Review

The business – Amlin Bermuda

Market overview

The Bermudian market emerged in the 1980s as a response to the lack of available capacity for casualty insurance and reinsurance at that time. It has grown to be a mature market, particularly for US risks. Bermuda now hosts 13 of the top 40 reinsurers worldwide measured by net premium written. All of these companies hold, or are subsidiaries of companies holding, US$1 billion or more of capital.

The market grew materially following the 11 September terrorist attacks, when a number of new reinsurance companies were set up to provide property catastrophe cover; often referred to as the Class of 2001. However, the mismatch between catastrophe risk and capital was exposed in many of these companies, as perceptions of risk were recalibrated after two extraordinary hurricane seasons in 2004 and 2005. The capital depletion that occurred presented another developmental opportunity, leading to the formation of a number of new companies – referred to as the Class of 2005. Amlin Bermuda is such a company.

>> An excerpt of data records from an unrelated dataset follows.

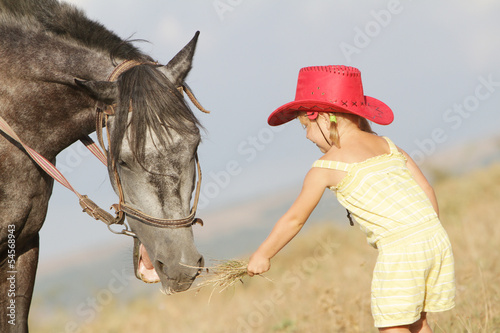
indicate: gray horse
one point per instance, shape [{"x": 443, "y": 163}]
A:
[{"x": 54, "y": 67}]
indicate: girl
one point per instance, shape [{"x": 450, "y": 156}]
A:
[{"x": 383, "y": 189}]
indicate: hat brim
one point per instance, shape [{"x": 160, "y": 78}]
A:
[{"x": 373, "y": 110}]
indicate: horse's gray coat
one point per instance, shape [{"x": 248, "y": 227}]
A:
[{"x": 53, "y": 64}]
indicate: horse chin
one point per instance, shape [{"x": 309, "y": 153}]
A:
[{"x": 144, "y": 269}]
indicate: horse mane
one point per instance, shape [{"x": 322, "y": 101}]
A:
[
  {"x": 68, "y": 22},
  {"x": 156, "y": 105}
]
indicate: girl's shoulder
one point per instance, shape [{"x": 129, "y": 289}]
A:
[{"x": 360, "y": 148}]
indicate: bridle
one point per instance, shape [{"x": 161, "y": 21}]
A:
[{"x": 121, "y": 209}]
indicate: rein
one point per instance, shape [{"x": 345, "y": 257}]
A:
[{"x": 102, "y": 113}]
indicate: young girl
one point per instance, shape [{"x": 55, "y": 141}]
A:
[{"x": 380, "y": 186}]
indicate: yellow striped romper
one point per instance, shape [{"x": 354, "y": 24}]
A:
[{"x": 414, "y": 272}]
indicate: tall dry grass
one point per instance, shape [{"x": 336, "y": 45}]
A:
[{"x": 321, "y": 281}]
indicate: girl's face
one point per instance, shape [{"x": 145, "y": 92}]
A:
[{"x": 318, "y": 132}]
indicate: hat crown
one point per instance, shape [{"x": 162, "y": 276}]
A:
[
  {"x": 334, "y": 88},
  {"x": 338, "y": 85}
]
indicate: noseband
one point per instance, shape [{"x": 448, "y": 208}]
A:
[{"x": 103, "y": 112}]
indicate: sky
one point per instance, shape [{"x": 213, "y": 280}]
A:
[{"x": 435, "y": 63}]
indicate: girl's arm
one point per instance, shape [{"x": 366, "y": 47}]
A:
[
  {"x": 291, "y": 222},
  {"x": 421, "y": 180}
]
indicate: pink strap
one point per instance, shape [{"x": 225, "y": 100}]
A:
[
  {"x": 45, "y": 164},
  {"x": 39, "y": 159},
  {"x": 94, "y": 149}
]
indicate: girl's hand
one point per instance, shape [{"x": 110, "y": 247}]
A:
[{"x": 258, "y": 265}]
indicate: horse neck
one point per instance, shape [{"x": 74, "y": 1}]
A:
[{"x": 48, "y": 111}]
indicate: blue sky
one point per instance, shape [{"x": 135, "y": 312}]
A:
[{"x": 435, "y": 63}]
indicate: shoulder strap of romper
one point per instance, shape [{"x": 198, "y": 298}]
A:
[{"x": 334, "y": 165}]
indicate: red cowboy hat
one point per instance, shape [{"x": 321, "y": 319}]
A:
[{"x": 331, "y": 89}]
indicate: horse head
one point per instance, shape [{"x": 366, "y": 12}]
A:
[{"x": 153, "y": 140}]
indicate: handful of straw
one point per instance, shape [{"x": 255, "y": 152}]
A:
[{"x": 225, "y": 274}]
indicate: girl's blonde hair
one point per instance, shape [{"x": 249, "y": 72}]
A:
[{"x": 363, "y": 124}]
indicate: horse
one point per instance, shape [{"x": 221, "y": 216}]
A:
[{"x": 56, "y": 65}]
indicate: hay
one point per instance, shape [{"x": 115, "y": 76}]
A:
[{"x": 225, "y": 274}]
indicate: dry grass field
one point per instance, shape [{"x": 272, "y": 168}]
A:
[{"x": 321, "y": 281}]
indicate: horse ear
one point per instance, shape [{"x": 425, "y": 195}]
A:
[
  {"x": 104, "y": 91},
  {"x": 178, "y": 68}
]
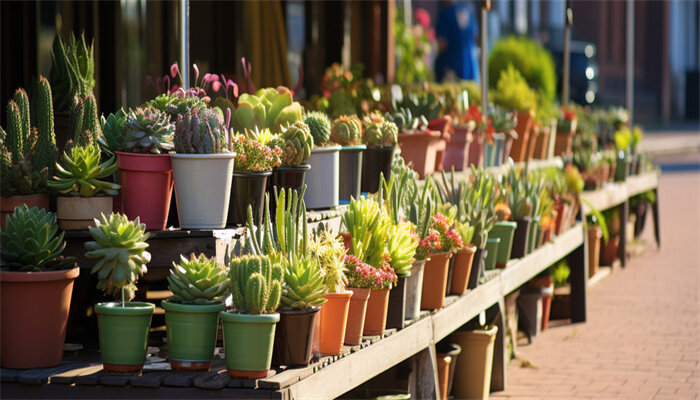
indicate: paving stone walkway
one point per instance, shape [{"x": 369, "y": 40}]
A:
[{"x": 642, "y": 337}]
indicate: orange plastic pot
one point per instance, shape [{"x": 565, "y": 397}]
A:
[
  {"x": 147, "y": 186},
  {"x": 435, "y": 281},
  {"x": 8, "y": 204},
  {"x": 377, "y": 305},
  {"x": 356, "y": 316},
  {"x": 334, "y": 317},
  {"x": 462, "y": 268},
  {"x": 34, "y": 316}
]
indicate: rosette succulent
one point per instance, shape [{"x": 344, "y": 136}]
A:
[
  {"x": 347, "y": 130},
  {"x": 197, "y": 280},
  {"x": 119, "y": 245},
  {"x": 31, "y": 242},
  {"x": 320, "y": 127}
]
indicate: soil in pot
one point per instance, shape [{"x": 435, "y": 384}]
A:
[
  {"x": 356, "y": 316},
  {"x": 294, "y": 337},
  {"x": 124, "y": 334},
  {"x": 376, "y": 160},
  {"x": 350, "y": 172},
  {"x": 147, "y": 185},
  {"x": 78, "y": 213},
  {"x": 34, "y": 317},
  {"x": 192, "y": 330},
  {"x": 247, "y": 188},
  {"x": 435, "y": 281},
  {"x": 377, "y": 306},
  {"x": 462, "y": 269},
  {"x": 248, "y": 343}
]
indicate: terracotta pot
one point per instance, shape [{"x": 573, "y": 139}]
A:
[
  {"x": 34, "y": 316},
  {"x": 595, "y": 233},
  {"x": 377, "y": 306},
  {"x": 462, "y": 268},
  {"x": 435, "y": 281},
  {"x": 76, "y": 213},
  {"x": 294, "y": 337},
  {"x": 419, "y": 150},
  {"x": 519, "y": 149},
  {"x": 443, "y": 366},
  {"x": 457, "y": 151},
  {"x": 8, "y": 204},
  {"x": 147, "y": 185},
  {"x": 356, "y": 316},
  {"x": 334, "y": 317}
]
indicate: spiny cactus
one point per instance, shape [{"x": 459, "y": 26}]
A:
[
  {"x": 200, "y": 131},
  {"x": 347, "y": 130},
  {"x": 31, "y": 242},
  {"x": 119, "y": 245},
  {"x": 298, "y": 143},
  {"x": 197, "y": 280},
  {"x": 320, "y": 127},
  {"x": 256, "y": 284}
]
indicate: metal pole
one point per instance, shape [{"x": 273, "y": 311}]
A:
[
  {"x": 568, "y": 18},
  {"x": 630, "y": 60},
  {"x": 185, "y": 43}
]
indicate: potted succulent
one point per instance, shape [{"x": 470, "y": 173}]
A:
[
  {"x": 192, "y": 314},
  {"x": 141, "y": 139},
  {"x": 36, "y": 284},
  {"x": 119, "y": 246},
  {"x": 347, "y": 132},
  {"x": 202, "y": 169},
  {"x": 249, "y": 328},
  {"x": 81, "y": 180},
  {"x": 303, "y": 294},
  {"x": 254, "y": 162},
  {"x": 24, "y": 169}
]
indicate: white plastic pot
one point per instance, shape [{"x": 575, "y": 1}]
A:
[
  {"x": 202, "y": 189},
  {"x": 75, "y": 213},
  {"x": 323, "y": 179}
]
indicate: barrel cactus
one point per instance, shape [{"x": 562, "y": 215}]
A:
[
  {"x": 347, "y": 130},
  {"x": 31, "y": 242},
  {"x": 200, "y": 131},
  {"x": 298, "y": 143},
  {"x": 197, "y": 280},
  {"x": 119, "y": 245},
  {"x": 320, "y": 127},
  {"x": 256, "y": 284}
]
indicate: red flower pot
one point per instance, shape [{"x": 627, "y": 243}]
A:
[{"x": 147, "y": 185}]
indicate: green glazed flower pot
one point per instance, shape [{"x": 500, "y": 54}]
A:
[
  {"x": 124, "y": 334},
  {"x": 492, "y": 245},
  {"x": 248, "y": 342},
  {"x": 504, "y": 230},
  {"x": 191, "y": 334}
]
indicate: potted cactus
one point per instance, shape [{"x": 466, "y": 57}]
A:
[
  {"x": 303, "y": 294},
  {"x": 202, "y": 168},
  {"x": 141, "y": 139},
  {"x": 347, "y": 132},
  {"x": 24, "y": 168},
  {"x": 36, "y": 284},
  {"x": 192, "y": 314},
  {"x": 119, "y": 246},
  {"x": 81, "y": 181},
  {"x": 249, "y": 328},
  {"x": 256, "y": 155}
]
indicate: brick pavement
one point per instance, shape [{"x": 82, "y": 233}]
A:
[{"x": 642, "y": 337}]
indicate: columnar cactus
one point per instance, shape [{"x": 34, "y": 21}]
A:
[
  {"x": 347, "y": 130},
  {"x": 200, "y": 131},
  {"x": 256, "y": 284},
  {"x": 298, "y": 143},
  {"x": 320, "y": 127}
]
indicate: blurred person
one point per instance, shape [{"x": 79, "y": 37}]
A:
[{"x": 456, "y": 32}]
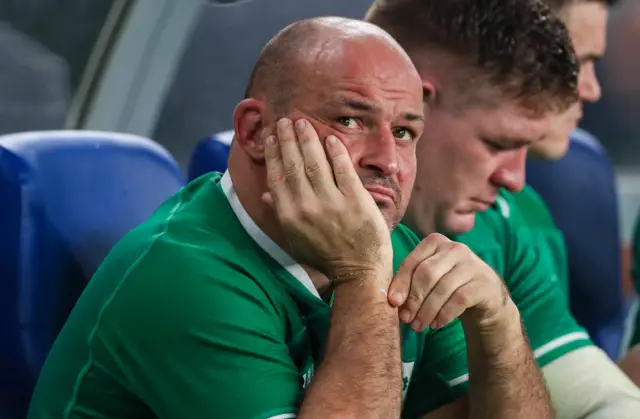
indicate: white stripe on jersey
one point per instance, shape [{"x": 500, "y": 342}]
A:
[
  {"x": 558, "y": 342},
  {"x": 459, "y": 380}
]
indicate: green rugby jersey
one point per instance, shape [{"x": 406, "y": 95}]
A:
[
  {"x": 542, "y": 228},
  {"x": 198, "y": 314},
  {"x": 503, "y": 239}
]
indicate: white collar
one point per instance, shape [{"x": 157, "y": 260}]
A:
[{"x": 262, "y": 239}]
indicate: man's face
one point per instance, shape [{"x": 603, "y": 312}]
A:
[
  {"x": 464, "y": 158},
  {"x": 372, "y": 101},
  {"x": 586, "y": 22}
]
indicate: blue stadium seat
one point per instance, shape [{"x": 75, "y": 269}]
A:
[
  {"x": 580, "y": 191},
  {"x": 211, "y": 155},
  {"x": 66, "y": 197}
]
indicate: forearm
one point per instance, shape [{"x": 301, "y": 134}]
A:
[
  {"x": 630, "y": 364},
  {"x": 586, "y": 384},
  {"x": 361, "y": 373},
  {"x": 504, "y": 379}
]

The growth of Bermuda as a major reinsurance centre has undoubtedly been underpinned by a favourable tax environment but it now has a mature regulatory environment, infrastructure and concentration of insurance capacity. The corporation tax rate is currently set at zero.

The regulatory environment falls under the control of the Bermuda Monetary Authority (BMA). The BMA has a risk-based supervisory process, which categorises regulated entities according to a number of parameters within each class of insurance. Amlin Bermuda is a registered Class IV reinsurance company. Class IV reinsurance companies are required to have a minimum of US$100 million of capital on incorporation and can write reinsurance and international insurance. Subsequent minimum capital requirements are determined by an evaluation of the risk of the portfolio of business written and the asset base of the company.